A finalized master plan will be unveiled by the project team later next year.
“The Cathedral will become one of the most iconic stadiums in world football,” said Christopher Lee, managing director of Populous for EMEA. “It will create a world-class, modern, and truly bespoke home for the legendary clubs of AC Milan and FC Internazionale Milano and form the beating heart of a new civic district. It will be a stadium for all Milanese to enjoy for generations to come that is true to the city and honors its heritage. A stadium of Milano and for Milano.”
Beating out a stadium proposal from Manica-Cmr Sportium that was also under consideration by the two clubs, the Milan office of Populous will lead the project with support from the firm’s London-based EMEA team. Like the Populous-helmed transformation of Seattle’s old KeyArena into the Climate Pledge Arena that debuted in October, the Cathedral will be a sustainable stadium aiming for carbon neutrality and LEED certification. This will be achieved through “the use of the most innovative materials and cutting-edge technologies in terms of water and electricity usage, as well as noise control,” according to the clubs. The official project website goes on to further detail a range of planned sustainability elements including a rainwater catchment system, rooftop solar photovoltaic panels and accompanying battery storage system, passive heating, and more.

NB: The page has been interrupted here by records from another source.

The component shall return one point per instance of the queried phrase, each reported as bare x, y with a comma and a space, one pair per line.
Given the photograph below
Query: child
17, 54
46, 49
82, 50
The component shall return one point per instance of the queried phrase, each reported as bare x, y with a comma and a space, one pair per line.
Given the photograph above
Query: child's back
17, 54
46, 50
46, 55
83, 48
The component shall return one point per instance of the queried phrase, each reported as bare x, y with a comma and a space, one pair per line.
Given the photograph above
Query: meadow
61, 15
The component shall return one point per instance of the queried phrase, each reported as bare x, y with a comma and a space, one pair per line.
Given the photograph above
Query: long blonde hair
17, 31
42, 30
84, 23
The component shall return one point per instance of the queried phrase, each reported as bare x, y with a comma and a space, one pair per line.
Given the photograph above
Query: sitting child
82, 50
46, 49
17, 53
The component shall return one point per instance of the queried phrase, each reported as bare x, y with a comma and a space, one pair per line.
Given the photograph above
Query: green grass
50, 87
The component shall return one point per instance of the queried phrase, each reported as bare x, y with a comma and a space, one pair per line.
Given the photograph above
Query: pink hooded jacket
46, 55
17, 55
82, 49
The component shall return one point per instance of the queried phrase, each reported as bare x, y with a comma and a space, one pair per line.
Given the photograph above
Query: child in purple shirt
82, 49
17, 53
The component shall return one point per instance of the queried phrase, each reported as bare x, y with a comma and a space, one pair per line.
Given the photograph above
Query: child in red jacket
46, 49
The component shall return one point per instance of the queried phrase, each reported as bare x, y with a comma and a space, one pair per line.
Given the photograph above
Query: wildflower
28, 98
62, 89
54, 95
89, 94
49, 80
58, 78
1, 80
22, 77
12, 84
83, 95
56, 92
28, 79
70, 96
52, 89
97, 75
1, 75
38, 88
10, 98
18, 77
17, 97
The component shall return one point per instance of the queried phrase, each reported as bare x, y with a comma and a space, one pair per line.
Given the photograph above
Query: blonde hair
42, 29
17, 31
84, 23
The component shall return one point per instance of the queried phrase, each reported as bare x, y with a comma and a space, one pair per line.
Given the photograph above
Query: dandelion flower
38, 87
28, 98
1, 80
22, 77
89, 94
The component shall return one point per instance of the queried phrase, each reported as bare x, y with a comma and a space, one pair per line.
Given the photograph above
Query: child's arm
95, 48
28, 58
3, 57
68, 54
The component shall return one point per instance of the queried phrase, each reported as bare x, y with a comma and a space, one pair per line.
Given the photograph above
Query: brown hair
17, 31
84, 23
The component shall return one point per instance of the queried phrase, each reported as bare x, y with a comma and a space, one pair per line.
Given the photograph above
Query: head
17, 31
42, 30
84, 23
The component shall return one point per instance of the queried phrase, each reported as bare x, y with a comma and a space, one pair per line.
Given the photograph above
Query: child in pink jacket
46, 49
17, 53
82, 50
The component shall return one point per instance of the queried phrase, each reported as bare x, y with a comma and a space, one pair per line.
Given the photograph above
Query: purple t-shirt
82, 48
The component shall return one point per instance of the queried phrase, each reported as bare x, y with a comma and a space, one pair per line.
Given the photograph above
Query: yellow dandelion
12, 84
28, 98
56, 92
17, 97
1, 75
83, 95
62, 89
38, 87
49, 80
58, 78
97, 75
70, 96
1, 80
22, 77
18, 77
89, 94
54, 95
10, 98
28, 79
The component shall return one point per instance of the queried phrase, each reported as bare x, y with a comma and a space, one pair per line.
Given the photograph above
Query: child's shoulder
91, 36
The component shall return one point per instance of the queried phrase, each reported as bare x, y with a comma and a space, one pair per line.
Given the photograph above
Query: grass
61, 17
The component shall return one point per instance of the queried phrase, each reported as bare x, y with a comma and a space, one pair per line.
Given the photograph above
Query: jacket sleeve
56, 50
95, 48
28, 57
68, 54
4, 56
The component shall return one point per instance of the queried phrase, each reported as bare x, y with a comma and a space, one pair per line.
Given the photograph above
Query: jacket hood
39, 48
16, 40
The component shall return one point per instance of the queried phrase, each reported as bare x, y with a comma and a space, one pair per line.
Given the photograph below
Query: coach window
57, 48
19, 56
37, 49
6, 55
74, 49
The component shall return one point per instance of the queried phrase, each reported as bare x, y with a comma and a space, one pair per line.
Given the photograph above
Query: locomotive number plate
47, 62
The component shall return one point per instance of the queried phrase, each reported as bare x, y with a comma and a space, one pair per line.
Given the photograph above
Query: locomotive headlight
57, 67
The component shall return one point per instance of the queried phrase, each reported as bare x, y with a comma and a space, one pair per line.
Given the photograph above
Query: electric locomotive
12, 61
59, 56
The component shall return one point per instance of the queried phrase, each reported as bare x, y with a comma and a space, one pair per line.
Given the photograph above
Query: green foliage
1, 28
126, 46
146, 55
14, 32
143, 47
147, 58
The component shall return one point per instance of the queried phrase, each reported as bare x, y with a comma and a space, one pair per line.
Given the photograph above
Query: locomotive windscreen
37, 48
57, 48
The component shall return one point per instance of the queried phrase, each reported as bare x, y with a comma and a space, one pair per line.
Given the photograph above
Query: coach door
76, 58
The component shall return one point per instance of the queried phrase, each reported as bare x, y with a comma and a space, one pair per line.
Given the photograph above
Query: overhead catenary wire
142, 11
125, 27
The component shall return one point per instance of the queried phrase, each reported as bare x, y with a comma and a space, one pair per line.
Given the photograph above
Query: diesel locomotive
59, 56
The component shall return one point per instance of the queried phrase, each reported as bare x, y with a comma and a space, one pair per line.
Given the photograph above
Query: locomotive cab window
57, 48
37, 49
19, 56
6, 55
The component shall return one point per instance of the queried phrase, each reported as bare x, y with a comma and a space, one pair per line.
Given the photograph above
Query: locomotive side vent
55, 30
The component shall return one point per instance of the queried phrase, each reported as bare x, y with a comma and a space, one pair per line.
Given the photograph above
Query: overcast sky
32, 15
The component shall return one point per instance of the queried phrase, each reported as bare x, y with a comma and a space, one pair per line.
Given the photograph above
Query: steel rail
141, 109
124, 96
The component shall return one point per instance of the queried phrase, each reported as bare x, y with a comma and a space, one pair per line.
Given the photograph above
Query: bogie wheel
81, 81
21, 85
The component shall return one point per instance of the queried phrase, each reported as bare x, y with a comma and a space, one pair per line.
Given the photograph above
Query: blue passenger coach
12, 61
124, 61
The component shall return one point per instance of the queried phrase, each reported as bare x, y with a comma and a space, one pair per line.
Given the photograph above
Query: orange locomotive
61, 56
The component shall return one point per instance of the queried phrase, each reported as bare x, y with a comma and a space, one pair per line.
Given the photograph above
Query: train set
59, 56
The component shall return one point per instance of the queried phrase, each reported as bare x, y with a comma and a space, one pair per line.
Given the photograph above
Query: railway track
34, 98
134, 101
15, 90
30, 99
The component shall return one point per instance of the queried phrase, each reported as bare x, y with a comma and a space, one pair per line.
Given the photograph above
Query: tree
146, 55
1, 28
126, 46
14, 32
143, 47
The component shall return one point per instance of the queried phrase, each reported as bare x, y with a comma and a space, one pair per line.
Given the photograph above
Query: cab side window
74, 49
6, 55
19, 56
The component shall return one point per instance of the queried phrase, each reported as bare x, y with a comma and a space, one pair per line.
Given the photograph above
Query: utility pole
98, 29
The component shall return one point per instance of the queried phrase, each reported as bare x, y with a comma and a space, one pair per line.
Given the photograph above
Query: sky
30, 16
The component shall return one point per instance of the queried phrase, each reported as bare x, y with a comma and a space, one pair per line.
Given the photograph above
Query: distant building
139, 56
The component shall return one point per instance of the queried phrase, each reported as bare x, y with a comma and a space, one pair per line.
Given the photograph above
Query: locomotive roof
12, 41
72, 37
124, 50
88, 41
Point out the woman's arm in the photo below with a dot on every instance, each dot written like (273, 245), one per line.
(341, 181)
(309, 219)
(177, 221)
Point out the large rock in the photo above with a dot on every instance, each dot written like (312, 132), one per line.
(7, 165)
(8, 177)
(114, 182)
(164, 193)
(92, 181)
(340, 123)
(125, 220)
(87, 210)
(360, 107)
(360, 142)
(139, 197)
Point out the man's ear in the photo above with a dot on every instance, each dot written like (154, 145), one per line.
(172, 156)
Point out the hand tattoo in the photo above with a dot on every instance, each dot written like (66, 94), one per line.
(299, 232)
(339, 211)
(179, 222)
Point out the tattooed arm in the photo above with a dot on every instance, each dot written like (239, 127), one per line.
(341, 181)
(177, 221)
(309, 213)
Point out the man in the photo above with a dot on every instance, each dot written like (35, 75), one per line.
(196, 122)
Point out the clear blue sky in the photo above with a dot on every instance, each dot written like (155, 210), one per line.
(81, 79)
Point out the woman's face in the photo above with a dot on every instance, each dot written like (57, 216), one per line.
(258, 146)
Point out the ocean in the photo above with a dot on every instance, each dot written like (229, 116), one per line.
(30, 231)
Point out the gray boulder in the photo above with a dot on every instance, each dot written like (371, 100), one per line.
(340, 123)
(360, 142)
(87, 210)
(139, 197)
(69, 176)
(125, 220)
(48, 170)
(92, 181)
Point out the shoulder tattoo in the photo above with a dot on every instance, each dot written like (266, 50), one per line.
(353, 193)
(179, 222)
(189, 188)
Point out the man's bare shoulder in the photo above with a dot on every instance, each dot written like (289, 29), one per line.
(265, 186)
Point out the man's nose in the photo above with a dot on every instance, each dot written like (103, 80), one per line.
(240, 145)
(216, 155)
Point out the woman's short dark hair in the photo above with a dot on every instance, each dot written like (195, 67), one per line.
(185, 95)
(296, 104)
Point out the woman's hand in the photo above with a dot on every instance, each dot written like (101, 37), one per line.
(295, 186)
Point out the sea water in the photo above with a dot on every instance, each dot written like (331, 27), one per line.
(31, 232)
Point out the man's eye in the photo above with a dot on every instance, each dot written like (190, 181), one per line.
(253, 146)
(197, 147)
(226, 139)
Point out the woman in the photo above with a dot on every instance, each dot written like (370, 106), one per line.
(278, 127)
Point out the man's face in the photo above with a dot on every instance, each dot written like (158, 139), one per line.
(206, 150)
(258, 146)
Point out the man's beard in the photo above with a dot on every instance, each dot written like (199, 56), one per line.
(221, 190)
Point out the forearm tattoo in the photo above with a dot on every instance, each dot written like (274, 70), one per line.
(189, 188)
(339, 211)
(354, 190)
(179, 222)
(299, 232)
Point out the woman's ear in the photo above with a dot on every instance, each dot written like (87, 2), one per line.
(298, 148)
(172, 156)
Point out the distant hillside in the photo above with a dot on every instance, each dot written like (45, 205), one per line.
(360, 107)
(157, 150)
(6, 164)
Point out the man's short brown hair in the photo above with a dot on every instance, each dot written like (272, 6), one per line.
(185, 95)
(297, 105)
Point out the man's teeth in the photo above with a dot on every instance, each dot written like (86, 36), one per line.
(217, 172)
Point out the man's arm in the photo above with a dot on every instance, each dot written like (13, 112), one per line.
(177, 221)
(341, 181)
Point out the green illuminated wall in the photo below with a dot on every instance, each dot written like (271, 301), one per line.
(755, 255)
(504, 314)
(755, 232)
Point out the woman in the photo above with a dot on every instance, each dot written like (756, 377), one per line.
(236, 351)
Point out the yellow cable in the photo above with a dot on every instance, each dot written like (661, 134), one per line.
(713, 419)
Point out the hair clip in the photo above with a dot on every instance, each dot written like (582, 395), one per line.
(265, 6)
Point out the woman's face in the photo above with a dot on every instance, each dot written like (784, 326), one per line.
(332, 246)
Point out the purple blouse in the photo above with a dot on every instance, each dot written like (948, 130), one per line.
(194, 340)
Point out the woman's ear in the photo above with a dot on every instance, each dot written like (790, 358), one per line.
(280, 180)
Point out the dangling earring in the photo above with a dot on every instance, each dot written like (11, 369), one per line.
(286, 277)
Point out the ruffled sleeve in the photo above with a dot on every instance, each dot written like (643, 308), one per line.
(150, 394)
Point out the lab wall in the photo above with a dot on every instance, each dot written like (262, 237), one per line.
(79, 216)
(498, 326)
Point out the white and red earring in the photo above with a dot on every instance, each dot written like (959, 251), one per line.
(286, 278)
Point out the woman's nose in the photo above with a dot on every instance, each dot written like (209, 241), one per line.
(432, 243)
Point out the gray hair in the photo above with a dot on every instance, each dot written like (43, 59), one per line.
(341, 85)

To considerable controversy, the existing parking lot isn’t the only thing at the San Siro development site that’s disappearing.
The legendary San Siro Stadium, formally known as Stadio Giuseppe Meazza since 1980, will be partially demolished to make way for the Cathedral and the parkland-heavy new district that will flank it. Last year, Italy’s heritage authority gave the demolition plans its full blessing after deeming that San Siro Stadium holds no “cultural interest.” Completed in 1926 and subject to a series of major facelifts over the decades, the fabled 80,000-seat capacity stadium is among the largest in Europe and by far the largest in Italy. Legal action aiming to halt the demolition of San Siro Stadium is already reportedly underway and a number of high-profile opponents have spoken out against the demolition plans including former AC Milan owner Silvio Berlusconi, who has also been generating headlines as of late for other reasons. .
Whatever the case, demolition work won’t proceed until after the opening ceremony for the Milan 2026 Winter Olympics is held at San Siro Stadium as planned. “[…] no matter the timing of when the new stadium will be built, the opening ceremony for the 2026 Winter Olympics will be held in the current stadium, as a tribute to its glorious history,” clarified Milan Mayor Giuseppe Sala in October.
While a firm construction timeline for the Cathedral has yet to be established, the project is anticipated to reach completion in 2017 with an estimated cost of over $567 million.